A 12-member Santa Clara County jury acquitted San Francisco resident William Lynch Thursday afternoon of felony elder abuse and felony assault stemming from an admitted encounter in May of 2010 with a priest in Los Gatos whom he said had raped and sodomized him and his brother as children in the '70s.
With the not-guilty findings related to the higher offenses, it also found Lynch not guilty of misdemeanor elder abuse, but hung 8-4 on the lesser offense of simple assault of Jesuit priest Jerold Lindner.
The trial, which began June 20, 2010, lasted eight days and after Monday's closing arguments by the prosecution and the defense, the jury convened for deliberations that took place all day Tuesday, July 3 and continued this morning with the verdict issued early this afternoon.
The announcement in Department 34 of the San Jose Hall of Justice was greeted with cheers and shouts of joy from supporters of Lynch, who picketed outside the courthouse on Hedding Street during the entire duration of the proceedings against clergy child sexual abuse.

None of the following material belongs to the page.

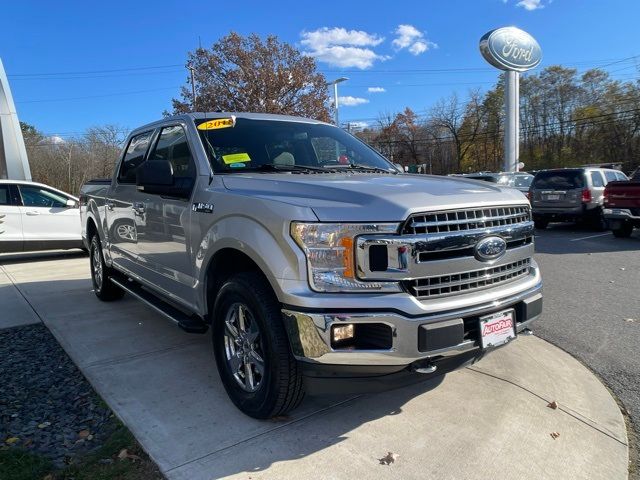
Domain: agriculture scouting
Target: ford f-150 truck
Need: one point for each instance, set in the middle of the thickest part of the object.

Outside the courtroom, Lynch's defense attorneys, Pat Harris and Paul Mones, looked exuberant as well as their client, 44,
"We're very pleased with the verdict ... It was incredible in so many ways," declared Harris shortly after exiting the courthouse, explaining how Lynch refused to accept a plea deal so he could have his day in court and tell his story of the brutal abuse. Had he been found guilty, he would have faced four years in jail.

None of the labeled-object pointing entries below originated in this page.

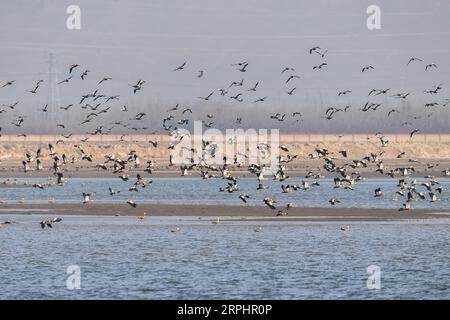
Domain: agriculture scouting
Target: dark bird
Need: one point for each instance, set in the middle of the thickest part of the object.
(9, 83)
(320, 66)
(413, 59)
(65, 80)
(73, 66)
(180, 67)
(84, 74)
(207, 97)
(314, 49)
(103, 80)
(287, 69)
(291, 91)
(412, 133)
(292, 77)
(344, 92)
(430, 65)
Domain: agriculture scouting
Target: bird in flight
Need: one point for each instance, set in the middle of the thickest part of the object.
(207, 97)
(413, 132)
(430, 66)
(73, 66)
(260, 100)
(314, 49)
(344, 92)
(320, 66)
(180, 67)
(287, 69)
(103, 80)
(367, 68)
(84, 74)
(291, 91)
(292, 77)
(65, 80)
(413, 59)
(9, 83)
(243, 68)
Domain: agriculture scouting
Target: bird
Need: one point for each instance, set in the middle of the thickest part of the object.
(65, 80)
(344, 92)
(8, 83)
(378, 192)
(333, 201)
(207, 97)
(292, 77)
(72, 67)
(103, 80)
(367, 68)
(287, 69)
(132, 203)
(84, 74)
(244, 197)
(49, 223)
(320, 66)
(314, 49)
(290, 92)
(413, 59)
(270, 203)
(87, 197)
(181, 67)
(413, 132)
(431, 65)
(260, 100)
(142, 217)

Harris called on the Santa Clara County District Attorney's Office to file perjury charges against Lindner, who testified under oath he had not molested Lynch or his brother.
Defense attorney Paul Mones said one of the reasons the confrontation between Lynch and Lindner took place was because the Catholic Church has covered up decades of child sexual abuse molestation cases and has committed collusion hiding priests whom it knew had violated and raped children. "There are many people out there we've heard from during the trial who now view Will as their voice," Mones said.
The verdict is an example of strong anti-sexual abuse of children sentiment around the country as evidenced by the guilty verdicts in the Jerry Sandusky child sexual abuse trial and that of Catholic Monsignor William J. Lynn who was found guilty by a jury in Philadelphia of child sexual abuse.
"People are finally now regarding the issue of sexual abuse of children as something we won't tolerate and this jury sent a message loud and clear to this DA's office," Mones added.